Log time against an issue. --time-spent takes compact Jira-style durations (1h30m, 45m, 2d). 1d resolves via the profile's workday_seconds (default 28800 = 8h); set it under [profiles.<name>] if your team's workday differs.

jira worklog add PROJ-123 --time-spent "1h30m" --markdown "Investigating regression"
jira worklog add PROJ-1..PROJ-10 -p 4 --time-spent "15m" --markdown "Bulk triage"
jira worklog add PROJ-123 --time-spent "2h" --started "2026-05-27T09:00"
jira worklog add PROJ-123 --time-spent "2h" --started "2h ago"
jira worklog add PROJ-123 --json-input worklog.json --dry-run

--started backdates the entry.
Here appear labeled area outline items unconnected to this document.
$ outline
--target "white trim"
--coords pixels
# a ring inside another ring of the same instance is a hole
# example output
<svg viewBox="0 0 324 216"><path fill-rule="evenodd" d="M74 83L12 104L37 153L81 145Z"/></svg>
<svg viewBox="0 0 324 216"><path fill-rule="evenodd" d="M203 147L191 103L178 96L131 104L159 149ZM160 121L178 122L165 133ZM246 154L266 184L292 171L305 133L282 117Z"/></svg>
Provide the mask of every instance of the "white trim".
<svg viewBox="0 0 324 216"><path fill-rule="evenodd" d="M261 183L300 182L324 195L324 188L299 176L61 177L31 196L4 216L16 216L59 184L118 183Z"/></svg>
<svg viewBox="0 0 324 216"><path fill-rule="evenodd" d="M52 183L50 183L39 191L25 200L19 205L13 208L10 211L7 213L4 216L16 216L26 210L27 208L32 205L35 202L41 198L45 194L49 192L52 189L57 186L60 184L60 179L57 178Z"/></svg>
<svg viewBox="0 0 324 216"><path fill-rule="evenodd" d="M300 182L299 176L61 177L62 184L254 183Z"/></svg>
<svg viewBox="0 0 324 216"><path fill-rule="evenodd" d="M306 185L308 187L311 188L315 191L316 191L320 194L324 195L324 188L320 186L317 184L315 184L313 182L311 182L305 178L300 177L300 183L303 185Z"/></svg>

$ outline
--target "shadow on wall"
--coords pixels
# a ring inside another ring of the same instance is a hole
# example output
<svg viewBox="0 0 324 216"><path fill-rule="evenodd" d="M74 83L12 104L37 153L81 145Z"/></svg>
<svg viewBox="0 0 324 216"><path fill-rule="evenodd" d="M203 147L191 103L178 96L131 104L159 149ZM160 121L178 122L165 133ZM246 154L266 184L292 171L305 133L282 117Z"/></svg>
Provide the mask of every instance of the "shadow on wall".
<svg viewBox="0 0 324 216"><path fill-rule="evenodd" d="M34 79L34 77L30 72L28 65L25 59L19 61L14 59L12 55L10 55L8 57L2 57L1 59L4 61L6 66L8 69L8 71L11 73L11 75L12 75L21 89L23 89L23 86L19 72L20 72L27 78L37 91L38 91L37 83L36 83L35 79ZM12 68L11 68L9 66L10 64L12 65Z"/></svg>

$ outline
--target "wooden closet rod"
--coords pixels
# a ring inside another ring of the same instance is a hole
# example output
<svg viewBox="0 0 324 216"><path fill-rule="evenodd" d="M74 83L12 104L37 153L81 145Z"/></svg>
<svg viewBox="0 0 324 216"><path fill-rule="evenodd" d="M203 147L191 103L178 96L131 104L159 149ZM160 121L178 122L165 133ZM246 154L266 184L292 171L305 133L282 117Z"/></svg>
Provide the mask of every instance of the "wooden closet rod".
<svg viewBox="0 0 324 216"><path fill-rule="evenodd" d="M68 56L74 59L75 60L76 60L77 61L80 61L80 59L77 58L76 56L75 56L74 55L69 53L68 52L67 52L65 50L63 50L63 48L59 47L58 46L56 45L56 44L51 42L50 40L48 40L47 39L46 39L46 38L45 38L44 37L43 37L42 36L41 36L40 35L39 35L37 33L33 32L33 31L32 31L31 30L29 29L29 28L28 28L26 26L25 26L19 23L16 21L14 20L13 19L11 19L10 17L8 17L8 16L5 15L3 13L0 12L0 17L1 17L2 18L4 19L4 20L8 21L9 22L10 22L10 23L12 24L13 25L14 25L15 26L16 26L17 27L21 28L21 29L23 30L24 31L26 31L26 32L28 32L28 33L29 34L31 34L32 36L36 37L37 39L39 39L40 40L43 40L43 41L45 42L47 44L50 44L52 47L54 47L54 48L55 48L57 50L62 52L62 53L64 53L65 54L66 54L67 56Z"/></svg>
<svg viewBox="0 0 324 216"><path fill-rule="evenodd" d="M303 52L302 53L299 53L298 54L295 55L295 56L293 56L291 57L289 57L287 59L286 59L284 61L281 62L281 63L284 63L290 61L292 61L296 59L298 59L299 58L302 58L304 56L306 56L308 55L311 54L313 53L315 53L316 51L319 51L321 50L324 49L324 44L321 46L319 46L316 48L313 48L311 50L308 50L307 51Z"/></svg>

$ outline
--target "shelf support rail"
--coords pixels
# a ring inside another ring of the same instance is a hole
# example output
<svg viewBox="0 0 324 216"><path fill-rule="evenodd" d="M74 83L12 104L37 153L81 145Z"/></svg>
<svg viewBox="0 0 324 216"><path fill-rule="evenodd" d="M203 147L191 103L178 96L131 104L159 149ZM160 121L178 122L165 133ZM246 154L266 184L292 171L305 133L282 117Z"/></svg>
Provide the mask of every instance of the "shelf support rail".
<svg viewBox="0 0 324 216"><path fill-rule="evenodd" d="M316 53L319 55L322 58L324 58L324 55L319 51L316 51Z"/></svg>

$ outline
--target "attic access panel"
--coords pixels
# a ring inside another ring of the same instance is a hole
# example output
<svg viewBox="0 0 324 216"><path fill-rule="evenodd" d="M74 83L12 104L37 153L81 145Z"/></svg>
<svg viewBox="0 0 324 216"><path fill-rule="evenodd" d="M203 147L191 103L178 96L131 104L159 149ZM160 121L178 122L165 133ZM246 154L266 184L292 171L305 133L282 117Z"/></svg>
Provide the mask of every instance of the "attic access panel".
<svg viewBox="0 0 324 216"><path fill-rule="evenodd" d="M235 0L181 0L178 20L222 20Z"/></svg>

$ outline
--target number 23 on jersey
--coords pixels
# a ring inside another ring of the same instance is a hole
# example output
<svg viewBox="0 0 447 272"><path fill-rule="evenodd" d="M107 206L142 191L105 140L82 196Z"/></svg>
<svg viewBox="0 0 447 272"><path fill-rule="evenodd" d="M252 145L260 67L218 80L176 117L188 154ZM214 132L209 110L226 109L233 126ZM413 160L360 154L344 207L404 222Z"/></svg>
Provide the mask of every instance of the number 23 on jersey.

It takes ISO-8601 — an explicit offset is kept as given; a naive time (2026-05-27T09:00) resolves in the machine's local timezone — or a relative value (now, yesterday, 2h ago). Every form is normalized to the strict yyyy-MM-dd'T'HH:mm:ss.SSS±HHMM shape Jira requires, and validation runs locally, so an unparseable value fails a --dry-run with exit 3 instead of surviving the preview and dying on submit. Omit the flag to let Jira stamp the current time. The same normalization applies to started inside --json-input.

A live add returns data.worklog with Jira's id, timeSpentSeconds, started, and the ADF comment. A --dry-run runs the full pipeline (duration parsing, ADF encoding) but stops before the POST, echoing the resolved payload so you can check the converted duration first:

{
  "dry_run": true,
  "issue": "PROJ-123",
  "worklog": {
    "time_spent_seconds": 5400,
    "started": "",
    "comment": { "type": "doc", "version": 1, "content": [  ] }
  }
}

Duration format is space-free

--time-spent "1h 30m" (with a space) fails with invalid duration. Use the compact "1h30m". Fractional units ("1.5h") are rejected as unsupported duration unit — combine integer units instead.

Dry-run and submit name the duration field differently

The dry-run preview returns time_spent_seconds (snake_case); a real submit returns timeSpentSeconds (camelCase). A script that diffs dry-run output against the persisted record needs to handle both keys until that asymmetry is reconciled upstream.

To author the payload directly, pass --json-input <file> (or --json-input - for stdin). The duration goes under time_spent as a Jira-style string (same grammar as --time-spent), not a seconds integer:

{
  "time_spent": "1h30m",
  "started": "2026-05-27T09:00:00.000-0400",
  "comment": {
    "type": "doc",
    "version": 1,
    "content": [
      { "type": "paragraph", "content": [{ "type": "text", "text": "Investigating regression" }] }
    ]
  }
}

For the comment body's ADF shape see ADF.

Full flags & output fields →

list

Page through every worklog on an issue — an empty array when no time has been logged. A single key keeps the data.issue shape below; multiple keys return ordered data.results[] entries, each with key, ok, and either per-key data or error.

jira worklog list PROJ-123
jira worklog list PROJ-1..PROJ-10 -p 4
{
  "issue": "PROJ-123",
  "worklogs": [
    {
      "id": "10169",
      "timeSpentSeconds": 60,
      "started": "2026-05-27T17:28:53.802-0400",
      "comment": { "type": "doc", "version": 1, "content": [  ] }
    }
  ]
}

Pagination meta rides along even on a single-worklog return; its total and maxResults don't reflect the array length.